I created an Aqueduct project using aqueduct create -t db_and_auth but I did not understand how registration and authentication with OAuth 2.0 works. Can someone explain how to register from OAuth2.0 and DB template auto-created by aqueduct and what steps I have to do to register and then authenticate?

Gabriel Pacheco
  • 309
  • 3
  • 10

1 Answers1

3

From a client application, you POST /register with a JSON payload containing a user. Depending on what version of the template you have, this may just be {"username": "bob", "password": "password"} - check the definition of your _User type.

When you are authenticating an already existing user, you invoke POST /auth/token and pass the username, password and other required fields as x-www-form-urlencoded data.
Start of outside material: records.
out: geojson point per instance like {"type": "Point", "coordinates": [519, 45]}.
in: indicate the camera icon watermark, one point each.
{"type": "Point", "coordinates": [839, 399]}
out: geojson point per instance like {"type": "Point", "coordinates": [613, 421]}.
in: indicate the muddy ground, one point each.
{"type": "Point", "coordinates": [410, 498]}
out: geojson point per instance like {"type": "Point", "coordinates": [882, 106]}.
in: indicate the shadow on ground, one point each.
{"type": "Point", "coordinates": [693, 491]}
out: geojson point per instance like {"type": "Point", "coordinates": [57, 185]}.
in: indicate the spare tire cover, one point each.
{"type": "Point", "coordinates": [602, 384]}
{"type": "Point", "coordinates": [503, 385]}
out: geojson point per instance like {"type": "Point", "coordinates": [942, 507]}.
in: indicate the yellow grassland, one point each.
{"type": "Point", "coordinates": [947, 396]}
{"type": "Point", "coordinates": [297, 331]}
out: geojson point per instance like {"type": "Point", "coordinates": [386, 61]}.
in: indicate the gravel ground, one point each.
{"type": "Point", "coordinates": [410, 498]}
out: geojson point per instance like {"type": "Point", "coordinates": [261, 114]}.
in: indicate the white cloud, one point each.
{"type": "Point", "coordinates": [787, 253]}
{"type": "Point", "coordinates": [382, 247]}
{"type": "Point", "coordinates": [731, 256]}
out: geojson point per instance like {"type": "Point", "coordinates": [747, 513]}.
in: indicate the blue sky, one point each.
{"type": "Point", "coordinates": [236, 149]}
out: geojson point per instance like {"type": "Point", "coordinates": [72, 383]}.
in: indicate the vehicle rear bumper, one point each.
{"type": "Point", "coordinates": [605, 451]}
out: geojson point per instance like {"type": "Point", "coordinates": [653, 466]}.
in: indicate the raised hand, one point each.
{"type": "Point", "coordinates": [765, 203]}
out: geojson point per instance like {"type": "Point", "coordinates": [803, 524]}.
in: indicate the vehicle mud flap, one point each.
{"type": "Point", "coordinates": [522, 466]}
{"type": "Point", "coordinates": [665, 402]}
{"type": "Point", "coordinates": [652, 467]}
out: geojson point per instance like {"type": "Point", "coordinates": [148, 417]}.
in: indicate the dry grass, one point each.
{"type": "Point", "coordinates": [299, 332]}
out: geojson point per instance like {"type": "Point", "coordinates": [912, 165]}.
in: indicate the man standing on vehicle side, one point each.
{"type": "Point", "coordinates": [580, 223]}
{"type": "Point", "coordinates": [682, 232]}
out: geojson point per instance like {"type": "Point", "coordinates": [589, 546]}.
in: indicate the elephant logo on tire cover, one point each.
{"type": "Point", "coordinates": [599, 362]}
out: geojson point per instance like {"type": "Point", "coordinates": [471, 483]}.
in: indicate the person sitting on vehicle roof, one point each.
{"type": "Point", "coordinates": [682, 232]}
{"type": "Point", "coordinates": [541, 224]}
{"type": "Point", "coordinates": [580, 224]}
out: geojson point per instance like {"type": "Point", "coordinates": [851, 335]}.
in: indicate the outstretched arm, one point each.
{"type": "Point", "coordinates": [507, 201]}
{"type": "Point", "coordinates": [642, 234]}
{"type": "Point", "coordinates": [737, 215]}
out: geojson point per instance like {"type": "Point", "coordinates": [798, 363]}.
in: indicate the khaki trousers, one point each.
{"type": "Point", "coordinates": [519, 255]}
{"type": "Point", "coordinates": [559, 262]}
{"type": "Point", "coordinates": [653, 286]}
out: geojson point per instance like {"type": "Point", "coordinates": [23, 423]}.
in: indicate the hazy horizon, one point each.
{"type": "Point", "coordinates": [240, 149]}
The format of that request - written in Dart code - is here: http://aqueduct.io/docs/auth/controllers/.

Whether you are registering a new user or authenticating an existing user, you have to provide a client identifier (and optionally client secret) as a Basic Authorization header. The client identifier must have already been registered with your application and stored in its database.

To store client identifiers in a database, you'll need to first run your application's database migrations on a database instance (see http://aqueduct.io/docs/db/db_tools/ for running database migrations). This will create tables to store OAuth 2.0 client identifiers and tokens.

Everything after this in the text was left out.